Spring is a time for green grass, rain, tulips, and marooned areas of low pressure bringing frustrating forecasts.
A classic element of spring in New England is a ‘cutoff low’, which is essentially a storm system that gets pinched off from the jet stream and is left behind to wobble rudderless for days on end.
Nearly every year we get one or two of these, and the one on deck looks like a doozy. Long story is below while the short story is that we shouldn’t expect many warm days ahead.
The culprit for this pattern is a massive ridge building over the North Atlantic. When we say ‘blocking over the North Atlantic’ in a weathercast, this is what we’re talking about. You may also have seen references to the NAO, the North Atlantic Oscillation. When we have a strong block like this in place, it’s a negative (-) phase of the NAO. This is a bonanza for winter storm lovers in the cold season, because it locks in a cold and stormy pattern for the Northeast. In summer, it can lead to days of heavy downpours, flash flooding, and even severe weather. In spring, it leads to a big stretch of ‘blech.’
A strongly -NAO is expected to last well into the month of May, at least the first half of the month. Unsettled and cool weather will lock in across our neck of the woods with all the warm air hanging out across the middle of the country. There’s a good chance many towns here won’t hit 70 degrees again until after Mother’s Day weekend because of the atmospheric logjam. Now you know why Barry Burbank’s moniker for such a pattern is the ‘Wheel of Misfortune!’
While cool weather is a lock, these systems are often ‘the weatherman’s woe’ because they still offer day to day unpredictability. Little windows of sunshine can allow temps to spike quickly…or clouds can dominate more than expected. Spotty showers with small hail come and go throughout such a pattern. And the daily wobbles in the upper low’s track can change the forecast on a dime. So there’s still going to be some variability mixed in, I think.

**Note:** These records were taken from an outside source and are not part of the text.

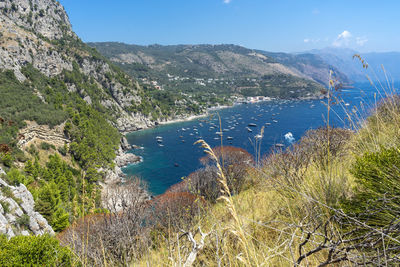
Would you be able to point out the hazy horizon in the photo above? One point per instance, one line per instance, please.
(282, 26)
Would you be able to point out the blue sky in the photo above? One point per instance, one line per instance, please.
(272, 25)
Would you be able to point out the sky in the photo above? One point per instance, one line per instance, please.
(271, 25)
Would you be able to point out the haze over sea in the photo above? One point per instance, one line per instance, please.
(166, 162)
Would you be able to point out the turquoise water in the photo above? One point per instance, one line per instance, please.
(166, 162)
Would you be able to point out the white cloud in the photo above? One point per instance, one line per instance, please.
(315, 11)
(361, 41)
(308, 40)
(343, 39)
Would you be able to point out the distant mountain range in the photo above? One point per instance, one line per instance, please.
(342, 59)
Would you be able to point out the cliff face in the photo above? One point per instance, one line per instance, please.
(38, 32)
(17, 214)
(41, 58)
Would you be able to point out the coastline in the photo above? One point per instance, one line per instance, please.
(193, 117)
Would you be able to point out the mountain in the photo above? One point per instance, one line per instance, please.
(342, 59)
(223, 68)
(63, 110)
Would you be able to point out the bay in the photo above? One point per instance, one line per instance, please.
(169, 153)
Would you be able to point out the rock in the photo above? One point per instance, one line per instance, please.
(124, 144)
(25, 206)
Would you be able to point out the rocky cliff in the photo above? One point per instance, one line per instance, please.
(38, 32)
(49, 79)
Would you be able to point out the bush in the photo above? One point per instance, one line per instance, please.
(204, 182)
(46, 146)
(33, 251)
(377, 175)
(24, 220)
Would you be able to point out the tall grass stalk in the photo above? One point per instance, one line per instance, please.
(237, 228)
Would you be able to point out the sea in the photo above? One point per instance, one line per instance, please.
(169, 153)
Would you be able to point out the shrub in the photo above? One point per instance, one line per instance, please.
(24, 220)
(33, 251)
(377, 175)
(46, 146)
(175, 210)
(235, 163)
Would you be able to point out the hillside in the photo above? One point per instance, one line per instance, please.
(63, 110)
(342, 59)
(221, 69)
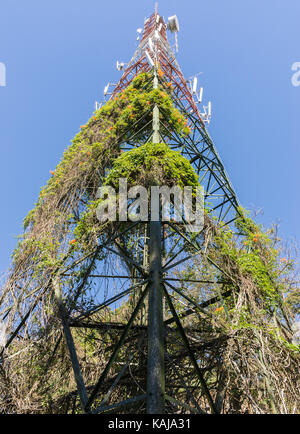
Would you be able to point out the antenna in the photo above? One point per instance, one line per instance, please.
(106, 89)
(200, 95)
(98, 105)
(120, 65)
(209, 109)
(195, 82)
(150, 43)
(139, 31)
(173, 26)
(149, 59)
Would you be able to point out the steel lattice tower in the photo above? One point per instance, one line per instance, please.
(159, 306)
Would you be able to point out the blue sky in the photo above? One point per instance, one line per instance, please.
(59, 55)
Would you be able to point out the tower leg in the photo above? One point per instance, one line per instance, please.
(155, 368)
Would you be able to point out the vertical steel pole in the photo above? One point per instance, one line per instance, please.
(155, 367)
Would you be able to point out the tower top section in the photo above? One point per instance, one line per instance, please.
(154, 53)
(155, 25)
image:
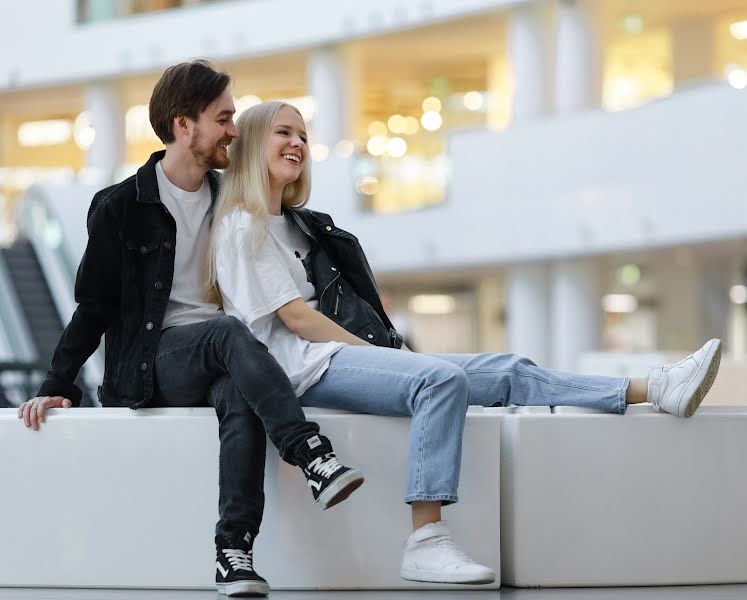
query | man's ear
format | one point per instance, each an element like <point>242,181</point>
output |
<point>180,125</point>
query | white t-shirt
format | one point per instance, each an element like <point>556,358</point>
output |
<point>254,284</point>
<point>191,211</point>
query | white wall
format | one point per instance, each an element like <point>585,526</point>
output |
<point>668,173</point>
<point>43,45</point>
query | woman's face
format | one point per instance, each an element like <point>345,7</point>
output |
<point>286,148</point>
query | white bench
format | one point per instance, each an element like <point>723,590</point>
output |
<point>590,499</point>
<point>105,497</point>
<point>586,499</point>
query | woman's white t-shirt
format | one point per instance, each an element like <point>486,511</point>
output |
<point>255,283</point>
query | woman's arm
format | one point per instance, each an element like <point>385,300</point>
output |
<point>312,325</point>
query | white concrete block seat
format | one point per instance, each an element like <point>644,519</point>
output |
<point>106,497</point>
<point>590,499</point>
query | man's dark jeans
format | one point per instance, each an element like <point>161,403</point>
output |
<point>220,363</point>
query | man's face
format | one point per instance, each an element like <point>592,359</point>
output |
<point>213,132</point>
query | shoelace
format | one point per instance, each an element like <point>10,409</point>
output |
<point>325,467</point>
<point>446,543</point>
<point>239,559</point>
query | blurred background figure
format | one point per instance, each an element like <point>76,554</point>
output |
<point>557,178</point>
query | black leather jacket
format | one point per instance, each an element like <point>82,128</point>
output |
<point>122,289</point>
<point>343,280</point>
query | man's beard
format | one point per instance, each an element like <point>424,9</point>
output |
<point>207,159</point>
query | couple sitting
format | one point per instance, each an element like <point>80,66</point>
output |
<point>229,292</point>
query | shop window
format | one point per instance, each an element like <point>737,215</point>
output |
<point>638,69</point>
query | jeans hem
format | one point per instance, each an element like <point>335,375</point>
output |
<point>622,404</point>
<point>444,498</point>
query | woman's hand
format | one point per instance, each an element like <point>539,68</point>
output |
<point>312,325</point>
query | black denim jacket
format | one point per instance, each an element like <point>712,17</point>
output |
<point>343,280</point>
<point>122,289</point>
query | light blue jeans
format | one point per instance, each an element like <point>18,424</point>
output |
<point>435,390</point>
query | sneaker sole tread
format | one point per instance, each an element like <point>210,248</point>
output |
<point>435,577</point>
<point>705,385</point>
<point>340,489</point>
<point>244,588</point>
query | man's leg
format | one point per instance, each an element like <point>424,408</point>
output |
<point>191,357</point>
<point>242,462</point>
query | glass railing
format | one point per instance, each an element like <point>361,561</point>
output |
<point>15,339</point>
<point>94,11</point>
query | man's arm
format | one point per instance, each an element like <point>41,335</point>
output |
<point>97,291</point>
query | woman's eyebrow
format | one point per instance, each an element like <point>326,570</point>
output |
<point>302,131</point>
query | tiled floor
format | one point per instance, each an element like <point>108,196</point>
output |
<point>715,592</point>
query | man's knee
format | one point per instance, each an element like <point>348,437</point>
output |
<point>230,330</point>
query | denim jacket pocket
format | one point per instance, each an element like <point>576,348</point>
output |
<point>142,248</point>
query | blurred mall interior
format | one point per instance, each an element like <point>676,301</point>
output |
<point>558,178</point>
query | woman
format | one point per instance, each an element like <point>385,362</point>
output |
<point>261,251</point>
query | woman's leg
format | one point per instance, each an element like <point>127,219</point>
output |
<point>388,382</point>
<point>384,381</point>
<point>506,379</point>
<point>509,379</point>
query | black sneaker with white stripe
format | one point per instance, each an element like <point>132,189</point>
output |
<point>330,482</point>
<point>235,574</point>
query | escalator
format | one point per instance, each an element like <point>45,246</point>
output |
<point>37,307</point>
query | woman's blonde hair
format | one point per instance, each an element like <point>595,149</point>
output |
<point>245,185</point>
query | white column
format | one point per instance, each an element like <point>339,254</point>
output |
<point>332,78</point>
<point>693,50</point>
<point>106,153</point>
<point>578,57</point>
<point>530,46</point>
<point>527,311</point>
<point>576,313</point>
<point>491,331</point>
<point>678,295</point>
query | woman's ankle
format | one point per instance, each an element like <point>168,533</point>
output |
<point>424,513</point>
<point>637,391</point>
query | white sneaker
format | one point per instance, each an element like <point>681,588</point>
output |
<point>680,387</point>
<point>431,555</point>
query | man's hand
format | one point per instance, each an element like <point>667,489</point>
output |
<point>32,412</point>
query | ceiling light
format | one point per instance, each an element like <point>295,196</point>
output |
<point>619,303</point>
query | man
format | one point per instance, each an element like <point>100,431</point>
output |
<point>140,283</point>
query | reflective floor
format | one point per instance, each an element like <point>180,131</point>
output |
<point>716,592</point>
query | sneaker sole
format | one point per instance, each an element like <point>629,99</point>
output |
<point>340,489</point>
<point>244,588</point>
<point>714,360</point>
<point>435,577</point>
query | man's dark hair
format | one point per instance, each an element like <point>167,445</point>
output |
<point>186,90</point>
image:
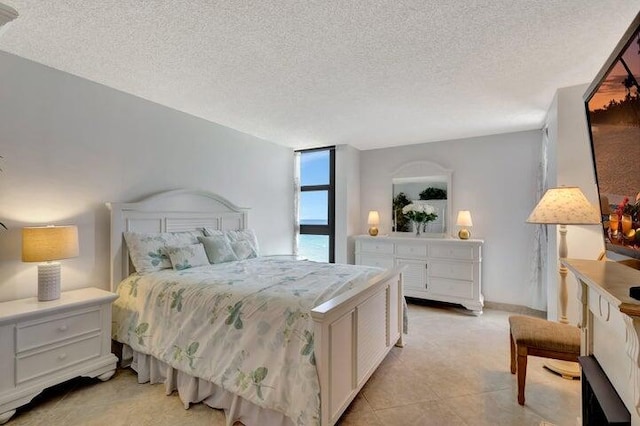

Precipitable water – a measure of the water content in our atmosphere, will be very high for early May on Friday. This will aid in heavy downpours and we may even get some thunderstorms to get going Friday night.
To set the table and get all this started, a strong storm system Friday brings a plume of tropical moisture along with it. We’re talking about a 1-2″ drenching of rain, with perhaps some areas on Cape Cod and the Islands topping 2″ by Saturday morning. That’s not enough for widespread river flooding, but it’ll certainly be soggy with some rough travel Friday afternoon into Friday night. There’s a silver lining to the rain and gusty winds – they may knock down and drown some of the gypsy moth caterpillars that are hatching all around the region, saving us from the mess they produced last year. Plus, the fungus that holds them in check works best when they’re on the ground. So perhaps a little hope on that front.
This is the storm that ‘cuts off’ and proceeds to wobble for days. Fortunately for us, we’re at least on the mild side of the wobble this weekend. Highs should reach the mid 60s on Saturday, perhaps even upper 60s if we get enough sun. Low 60s are more likely for Sunday. Each day will bring a round of scattered showers, and many of those showers could feature some small hail and gusty winds.
On and on the upper low wobbles next week, but it doesn’t look like a soaking stretch. More just spotty showers day to day and more clouds than sun with temperatures reaching the 50s by day and 30s/40s at night. This isn’t all that unusual for early May – the average high in Boston is in the low 60s this time of year. And it was actually colder last year, when we didn’t even hit a measly 54 degrees until May 8th. But it’s not great ‘get in the garden’ weather and probably not on the wish-list of many.